September 17, 2012 - September 18, 2012
Collins Conference Room
SARC (Scientists/Artists Research Collaborations) is an interdisciplinary initiative being piloted during Summer 2012 as a featured project of ISEA2012 (International Symposium on Electronic Art), to be held in Albuquerque, Los Alamos, and Santa Fe in late September. Initial science research facility partners are the Los Alamos and Sandia National Laboratories. SARC is a project of 516 ARTS, an Albuquerque 501(c)(3) nonprofit organization, in collaboration with the University of New Mexico. It is funded in part by the New Mexico Consortium and by the Lockheed Martin Foundation.
The two day working group meeting at the Santa Fe Institute will bring together many of the artists and science researchers who will be collaborating during the summer of 2012, culminating in a series of public discussions and presentations between Sept. 14 to 26, including the proposed working group meeting, in coordination with ISEA2012.

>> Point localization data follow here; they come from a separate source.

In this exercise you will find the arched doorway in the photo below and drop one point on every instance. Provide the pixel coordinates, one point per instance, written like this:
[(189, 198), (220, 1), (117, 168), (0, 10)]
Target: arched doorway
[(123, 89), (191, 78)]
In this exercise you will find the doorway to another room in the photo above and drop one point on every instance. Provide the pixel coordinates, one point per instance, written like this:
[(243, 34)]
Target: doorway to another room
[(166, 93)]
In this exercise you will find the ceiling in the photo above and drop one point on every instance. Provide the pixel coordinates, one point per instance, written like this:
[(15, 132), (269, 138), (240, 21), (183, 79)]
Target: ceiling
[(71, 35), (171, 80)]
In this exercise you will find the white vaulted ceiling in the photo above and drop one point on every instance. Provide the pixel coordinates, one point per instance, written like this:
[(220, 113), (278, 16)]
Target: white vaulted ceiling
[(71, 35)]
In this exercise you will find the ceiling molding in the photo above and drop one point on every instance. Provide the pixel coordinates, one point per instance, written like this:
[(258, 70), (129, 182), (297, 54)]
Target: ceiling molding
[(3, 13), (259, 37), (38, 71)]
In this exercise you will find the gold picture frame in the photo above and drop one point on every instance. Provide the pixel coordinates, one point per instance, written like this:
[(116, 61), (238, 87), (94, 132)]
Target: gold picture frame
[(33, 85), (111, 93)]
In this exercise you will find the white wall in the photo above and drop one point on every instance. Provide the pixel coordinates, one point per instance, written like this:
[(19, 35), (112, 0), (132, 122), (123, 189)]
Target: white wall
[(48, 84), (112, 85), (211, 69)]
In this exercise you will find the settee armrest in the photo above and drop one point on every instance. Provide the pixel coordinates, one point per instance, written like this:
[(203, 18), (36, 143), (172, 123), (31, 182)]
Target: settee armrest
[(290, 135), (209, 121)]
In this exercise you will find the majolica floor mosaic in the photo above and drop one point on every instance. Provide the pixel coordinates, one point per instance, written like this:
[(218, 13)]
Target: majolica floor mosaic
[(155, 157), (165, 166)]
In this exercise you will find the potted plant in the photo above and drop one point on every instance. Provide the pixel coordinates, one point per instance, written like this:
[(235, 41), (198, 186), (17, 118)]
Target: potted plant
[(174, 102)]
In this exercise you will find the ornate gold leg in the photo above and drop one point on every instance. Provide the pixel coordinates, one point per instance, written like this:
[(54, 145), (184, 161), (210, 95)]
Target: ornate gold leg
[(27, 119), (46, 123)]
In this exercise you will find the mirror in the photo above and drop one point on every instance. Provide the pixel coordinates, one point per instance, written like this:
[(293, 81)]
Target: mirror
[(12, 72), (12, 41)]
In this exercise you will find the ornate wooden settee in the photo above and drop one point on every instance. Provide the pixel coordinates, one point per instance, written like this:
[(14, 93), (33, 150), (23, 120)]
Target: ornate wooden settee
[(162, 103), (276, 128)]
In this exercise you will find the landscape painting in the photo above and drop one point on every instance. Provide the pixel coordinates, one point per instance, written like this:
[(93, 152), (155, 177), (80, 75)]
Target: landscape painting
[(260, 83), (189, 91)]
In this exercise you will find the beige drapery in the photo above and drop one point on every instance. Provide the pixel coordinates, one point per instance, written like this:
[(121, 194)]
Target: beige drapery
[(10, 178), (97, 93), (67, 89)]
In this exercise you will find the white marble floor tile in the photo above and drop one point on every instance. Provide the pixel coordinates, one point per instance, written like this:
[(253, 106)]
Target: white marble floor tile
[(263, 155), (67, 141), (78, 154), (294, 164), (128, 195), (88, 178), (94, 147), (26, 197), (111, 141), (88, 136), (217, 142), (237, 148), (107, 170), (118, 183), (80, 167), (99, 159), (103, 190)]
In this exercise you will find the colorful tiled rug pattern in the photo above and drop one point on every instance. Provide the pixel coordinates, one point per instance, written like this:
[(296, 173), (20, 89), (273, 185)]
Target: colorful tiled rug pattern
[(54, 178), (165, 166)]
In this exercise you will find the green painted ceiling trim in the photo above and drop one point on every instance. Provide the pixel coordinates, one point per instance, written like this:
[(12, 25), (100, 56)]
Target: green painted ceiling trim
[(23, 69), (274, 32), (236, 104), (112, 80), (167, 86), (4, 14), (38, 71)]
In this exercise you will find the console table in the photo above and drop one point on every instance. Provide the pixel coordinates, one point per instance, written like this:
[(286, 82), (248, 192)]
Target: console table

The SARC artists and science research teams bring shared interest and experience in cross disciplinary work with large data sets, complex ecosystem modeling and associated applications, food/health issues, advanced visualization (and sonification) techniques, cognition, memory and perception studies, and creativity applied to improving critical social or environmental understandings and decision-making processes.
The two day working group meeting will include short presentations of prior art-science work and the new collaborative projects among SARC participants, interspersed within formal discussions on relevant topics. In particular, we are interested in exploring the nature, range, outcomes, funding and cross-sector benefits of science-art collaborative research and developments. We expect to use part of the second afternoon to focus explicitly on future directions both for SARC in particular and science/art collaborations in general. We encourage interested members of the SFI community who are on site to participate in the meeting.
The rationale for SARC and for this meeting is that an extended, deep, critical discussion about the potential opportunities for sciences and arts collaboration and exchange is urgently needed. It is time to move beyond the previous generation’s too-narrow focus on art and technology, as mediated primarily by developments and applications of digital media. Too often, such collaborations have either been about artists critiquing or interacting with scientific or technological artifacts, methods, or processes, or have been about scientists acquiring compelling visualizations or other data transcodings from artists. While these types of “science serves art” or “art serves science” projects can be very fruitful, what have generally been missing are collaborations that truly advance both art and science, and society. This endeavor intends to be deeply interdisciplinary, in ways that may provide new means of investigating complex systems of all types; an approach very much in keeping with the Santa Fe Institute’s research mission.